Nef’in Novu lansmanı için düzenlenen basın toplantısının üzerinden birkaç ay geçmeden, projenin bittiği noktada, Merter’deki Novu öğrenci yurt rezidansında Erden Timur ile biraraya geliyoruz. Şaşırtıcı hızla biten Novu, kısa sürede yüzde 100 doluluk oranıyla da dikkat çekiyor. Resepsiyonda çocuğunu bekleyen anne ve babalar, küçük bir valizle lüks bir öretil çağrıştıran yurda giriş yapmaya hazırlanan öğrenciler… İçeride başka bir dünya var. Müzik odasında enstrümanlardan yükselen nağmeler, çamaşırhanede çamaşırlarını yıkayanlar… Bir grup öğrenci play-station oynuyor.

Londra’da bir arkadaşının oğlunu ziyarete gittiğinde Timur gördüğü öğrenci yurdundan etkileniyor. “Bu Türkiye’de de neden olmasın” diyor ve  aklının bir köşesine yazıyor. Soyut proje, somutlaşmış olarak karşımızda. Fotoğraf çekimlerini gençlerle bir aradayken yapıyoruz. Nef’in her projesi kabul görüyor, dikkat çekiyor, hatta yıldızlaşıyor. Timur’a bunun sırrını soruyorum. “Yaptığımız işi aşkla yapıyoruz. Bence başarı kimin derdine ne kadar derman olduğumuz ile ilgili. Nef olarak felsefemizin temel sacayağı ‘dert ile dertlenmek.’ Derdi fark etmek, onu çözümlemeye çalışmak, bu yolda sınırları ve kalıpları aşmak ve bunun sonucunda kolektif bir fayda oluşturmak” diyor.
 
EN İNOVATİF GAYRİMENKUL ŞİRKETİ
Nef’in oluşturduğu fayda büyük. Son iki yılda hem ciro hem de satış adetleriyle büyük dikkat çekiyor. 2015’te 19 ulusal ve uluslararası ödülün sahibi oldu.
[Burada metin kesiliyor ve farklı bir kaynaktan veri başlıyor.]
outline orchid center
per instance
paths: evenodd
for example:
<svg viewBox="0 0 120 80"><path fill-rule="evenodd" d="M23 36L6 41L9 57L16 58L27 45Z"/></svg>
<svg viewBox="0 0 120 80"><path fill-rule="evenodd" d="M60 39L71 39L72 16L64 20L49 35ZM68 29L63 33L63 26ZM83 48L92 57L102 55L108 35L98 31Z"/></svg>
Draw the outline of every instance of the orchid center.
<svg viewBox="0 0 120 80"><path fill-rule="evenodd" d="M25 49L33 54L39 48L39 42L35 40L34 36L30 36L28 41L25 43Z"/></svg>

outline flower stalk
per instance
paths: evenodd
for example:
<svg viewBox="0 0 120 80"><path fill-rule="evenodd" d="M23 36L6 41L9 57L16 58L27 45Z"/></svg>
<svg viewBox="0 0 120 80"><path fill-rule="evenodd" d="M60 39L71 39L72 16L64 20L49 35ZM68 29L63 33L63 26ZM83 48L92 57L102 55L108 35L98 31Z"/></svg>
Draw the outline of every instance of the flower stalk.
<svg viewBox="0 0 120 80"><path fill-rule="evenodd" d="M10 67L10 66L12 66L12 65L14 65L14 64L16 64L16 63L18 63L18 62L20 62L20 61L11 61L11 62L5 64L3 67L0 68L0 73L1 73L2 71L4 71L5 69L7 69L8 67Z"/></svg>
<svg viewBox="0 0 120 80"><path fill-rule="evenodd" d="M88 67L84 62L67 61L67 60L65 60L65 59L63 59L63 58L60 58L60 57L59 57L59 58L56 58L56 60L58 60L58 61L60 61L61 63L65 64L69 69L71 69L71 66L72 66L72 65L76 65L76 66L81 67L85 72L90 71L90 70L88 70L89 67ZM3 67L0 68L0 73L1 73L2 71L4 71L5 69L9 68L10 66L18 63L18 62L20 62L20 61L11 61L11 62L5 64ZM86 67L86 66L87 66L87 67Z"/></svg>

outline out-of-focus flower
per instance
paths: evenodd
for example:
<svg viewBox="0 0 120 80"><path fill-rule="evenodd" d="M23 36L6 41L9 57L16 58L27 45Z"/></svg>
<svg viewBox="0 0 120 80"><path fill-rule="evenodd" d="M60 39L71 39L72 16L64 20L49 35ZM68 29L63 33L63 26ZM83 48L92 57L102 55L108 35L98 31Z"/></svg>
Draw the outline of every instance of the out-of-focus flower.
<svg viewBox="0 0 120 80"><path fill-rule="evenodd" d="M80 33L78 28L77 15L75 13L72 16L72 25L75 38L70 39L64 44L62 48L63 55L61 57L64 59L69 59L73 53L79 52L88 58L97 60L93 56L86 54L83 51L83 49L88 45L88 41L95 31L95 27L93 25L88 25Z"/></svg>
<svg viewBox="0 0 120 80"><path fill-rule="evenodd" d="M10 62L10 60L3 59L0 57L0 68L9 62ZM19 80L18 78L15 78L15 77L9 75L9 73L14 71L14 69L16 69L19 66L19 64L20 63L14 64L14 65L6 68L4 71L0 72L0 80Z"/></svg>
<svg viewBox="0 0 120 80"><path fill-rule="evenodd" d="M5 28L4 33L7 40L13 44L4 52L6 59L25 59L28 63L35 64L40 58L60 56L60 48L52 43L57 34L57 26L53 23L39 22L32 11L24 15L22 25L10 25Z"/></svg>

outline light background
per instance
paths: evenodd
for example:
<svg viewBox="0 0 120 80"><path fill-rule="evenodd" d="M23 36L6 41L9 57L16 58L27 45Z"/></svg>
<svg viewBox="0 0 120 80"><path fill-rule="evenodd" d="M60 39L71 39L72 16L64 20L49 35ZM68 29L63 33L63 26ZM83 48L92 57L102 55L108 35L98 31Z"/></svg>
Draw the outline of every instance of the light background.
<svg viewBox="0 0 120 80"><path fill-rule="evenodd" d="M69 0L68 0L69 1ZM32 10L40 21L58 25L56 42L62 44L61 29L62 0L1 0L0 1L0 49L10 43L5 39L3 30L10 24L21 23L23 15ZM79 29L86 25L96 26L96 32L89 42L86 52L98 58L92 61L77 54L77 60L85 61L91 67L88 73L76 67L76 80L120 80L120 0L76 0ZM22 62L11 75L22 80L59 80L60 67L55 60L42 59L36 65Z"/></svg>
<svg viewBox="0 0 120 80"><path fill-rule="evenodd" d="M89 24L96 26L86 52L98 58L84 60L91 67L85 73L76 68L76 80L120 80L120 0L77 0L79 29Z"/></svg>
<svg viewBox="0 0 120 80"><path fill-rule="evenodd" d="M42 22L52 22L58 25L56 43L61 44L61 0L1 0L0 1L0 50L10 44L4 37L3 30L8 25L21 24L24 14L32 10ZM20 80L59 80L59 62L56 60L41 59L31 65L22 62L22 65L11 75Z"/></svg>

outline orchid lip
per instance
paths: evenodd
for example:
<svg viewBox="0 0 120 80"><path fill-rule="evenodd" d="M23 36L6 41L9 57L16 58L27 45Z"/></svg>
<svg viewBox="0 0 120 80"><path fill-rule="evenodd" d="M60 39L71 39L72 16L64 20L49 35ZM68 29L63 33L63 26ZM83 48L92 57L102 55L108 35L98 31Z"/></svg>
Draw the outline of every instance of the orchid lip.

Bunların arasında “Dünyanın En İyi Projesi” ve “Avrupa’nın En İnovatif Şirketi” gibi ödüller yer alıyor. 2015’te yaklaşık 2 bin 700 konut sattı. Farklı mimari anlayışı ve her detayı dünyaca ünlü tasarımcıların imzasını taşıyan projeleriyle uluslararası gayrimenkul sektörüne farklı bir soluk getiren Nef, sektörde öncü konumda.

Nef yurt dışında da isminden söz ettiriyor. Yurt dışında hayata geçecek ilk proje, Nef New York. Global marka olma yolunda  yurt dışı ve yurt içinde toplam 4,1 milyar TL değere sahip proje üretilecek. Timur, “Yatırımlarımıza devam ederken, finansal gücümüzü koruyacak ve artıracak sürdürülebilir büyüme stratejilerine odaklanıyoruz. Değişen dünyanın yeni dertlerine derman olmaya devam edeceğiz” diyor. 
 
Nef markasıyla beş yıl içinde ABD ve Avrupa’nın 10 metropolünde yer almak hedefler arasında. Başta New York ve Chicago olmak üzere ABD’nin, öncelikli olarak Londra, Berlin ve Viyana olmak üzere Avrupa’nın metropollerinde yapılacak projelerde ünlü tasarımcılarla çalışılacak.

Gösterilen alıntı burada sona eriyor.